Sunday, November 18, 2012

How can you cement a healthy habit?

Yesterday I talked about breaking an overwhelming plan into smaller "bite-sized" chunks and then making those smaller chunks into habits to increase chances of success. That sounds pretty simple. I mean, if biting my nails comes so effortlessly then I should easily be able to form a healthy habit, right?

You may have even heard a general rule of thumb that it takes 21 days to form a habit. Only 21 days - that's three short weeks - piece of cake! Why don't more people latch onto this brilliantly simple way to enforce positive behavior?

It may take longer than you think

Habit formation is basically the process of forming a mental link between a trigger and a response. With enough repetition, the responsive behavior can become so automatic that you do it without even thinking about it. That sounds like a great way to embed healthy behaviors in your life. But the 21-day formation myth may be just that - a myth. Cementing a healthy habit takes different times for different people. Research also shows that there's a great deal of variability in how strong the habit becomes for different people.

Make concrete plans to do the right thing at the right time

So how can you cement a healthy habit? Having a specific goal in mind helps, but when it comes right down to it, a goal is really not much more than a good intention. Remember what paves the road to hell? Sometimes we just don't act on our good intentions.

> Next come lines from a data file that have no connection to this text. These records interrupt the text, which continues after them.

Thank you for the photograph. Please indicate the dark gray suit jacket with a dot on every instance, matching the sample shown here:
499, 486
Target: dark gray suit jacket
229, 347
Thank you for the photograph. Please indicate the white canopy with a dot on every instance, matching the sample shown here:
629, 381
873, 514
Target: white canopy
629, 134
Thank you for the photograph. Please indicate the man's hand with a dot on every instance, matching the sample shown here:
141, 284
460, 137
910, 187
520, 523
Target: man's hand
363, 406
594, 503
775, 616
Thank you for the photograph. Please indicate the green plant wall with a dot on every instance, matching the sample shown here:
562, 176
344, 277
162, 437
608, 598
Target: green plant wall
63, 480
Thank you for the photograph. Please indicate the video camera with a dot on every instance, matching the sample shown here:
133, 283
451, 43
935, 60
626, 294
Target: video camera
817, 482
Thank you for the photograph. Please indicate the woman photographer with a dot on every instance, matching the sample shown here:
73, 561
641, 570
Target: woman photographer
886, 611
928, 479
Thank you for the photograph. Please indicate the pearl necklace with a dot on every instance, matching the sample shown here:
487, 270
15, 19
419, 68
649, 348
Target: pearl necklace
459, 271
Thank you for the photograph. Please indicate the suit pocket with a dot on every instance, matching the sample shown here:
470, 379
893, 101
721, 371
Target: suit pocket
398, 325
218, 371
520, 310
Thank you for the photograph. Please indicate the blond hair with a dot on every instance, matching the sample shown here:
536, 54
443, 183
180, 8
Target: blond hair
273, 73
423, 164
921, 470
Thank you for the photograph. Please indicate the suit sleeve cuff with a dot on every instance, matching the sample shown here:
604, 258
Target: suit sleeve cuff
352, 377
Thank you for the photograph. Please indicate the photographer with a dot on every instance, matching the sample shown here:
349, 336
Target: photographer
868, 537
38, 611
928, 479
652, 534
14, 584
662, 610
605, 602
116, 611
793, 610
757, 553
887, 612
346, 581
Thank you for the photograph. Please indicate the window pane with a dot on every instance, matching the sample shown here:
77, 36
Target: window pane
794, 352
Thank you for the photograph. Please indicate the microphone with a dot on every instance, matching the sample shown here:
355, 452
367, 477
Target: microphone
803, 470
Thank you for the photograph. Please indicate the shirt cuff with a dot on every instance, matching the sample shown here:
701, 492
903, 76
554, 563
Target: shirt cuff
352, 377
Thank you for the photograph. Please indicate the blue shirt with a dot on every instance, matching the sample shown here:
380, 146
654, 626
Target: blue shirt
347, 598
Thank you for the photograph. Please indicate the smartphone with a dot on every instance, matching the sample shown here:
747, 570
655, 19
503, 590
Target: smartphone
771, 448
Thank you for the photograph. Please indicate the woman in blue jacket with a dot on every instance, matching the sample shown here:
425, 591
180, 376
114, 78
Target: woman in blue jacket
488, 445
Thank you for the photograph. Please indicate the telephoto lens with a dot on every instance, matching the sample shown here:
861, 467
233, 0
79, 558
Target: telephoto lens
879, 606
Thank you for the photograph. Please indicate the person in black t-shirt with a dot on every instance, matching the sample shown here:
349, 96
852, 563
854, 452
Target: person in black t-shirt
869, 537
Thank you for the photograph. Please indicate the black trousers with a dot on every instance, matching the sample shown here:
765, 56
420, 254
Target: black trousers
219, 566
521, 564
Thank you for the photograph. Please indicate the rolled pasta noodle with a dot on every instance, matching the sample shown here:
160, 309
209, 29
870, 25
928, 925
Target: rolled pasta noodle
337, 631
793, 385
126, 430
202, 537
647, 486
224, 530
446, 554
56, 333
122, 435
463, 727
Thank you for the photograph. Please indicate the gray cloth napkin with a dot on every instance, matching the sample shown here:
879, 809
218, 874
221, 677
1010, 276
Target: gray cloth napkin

Don't give up hope. Studies have shown that going one step beyond intention to good old fashioned strategy can be helpful when we are distracted from our good intentions. Psychologists identify implementation intentions as specific plans of action to prevent circumstances from derailing our  pursuit of goals. (If you clicked on that last link, congratulations on persevering through an academic research paper!) Implementation intentions address the what, when, and how of contingency planning. If my goal is to drink more water but I find it difficult to get to a water fountain throughout the day, it would help to carry a water bottle with me.

Replace the charge you get from bad habits with an equivalent reward

It also helps to remember that your bad habits are giving you some sort of reward. If you can identify the charge you get from the bad habit, then you can work to identify a healthier habit that gives you an equivalent reward. Motivation is key. You've got to pick something you really want and that you can reasonably achieve.

Like eating a really big sandwich one bite at a time.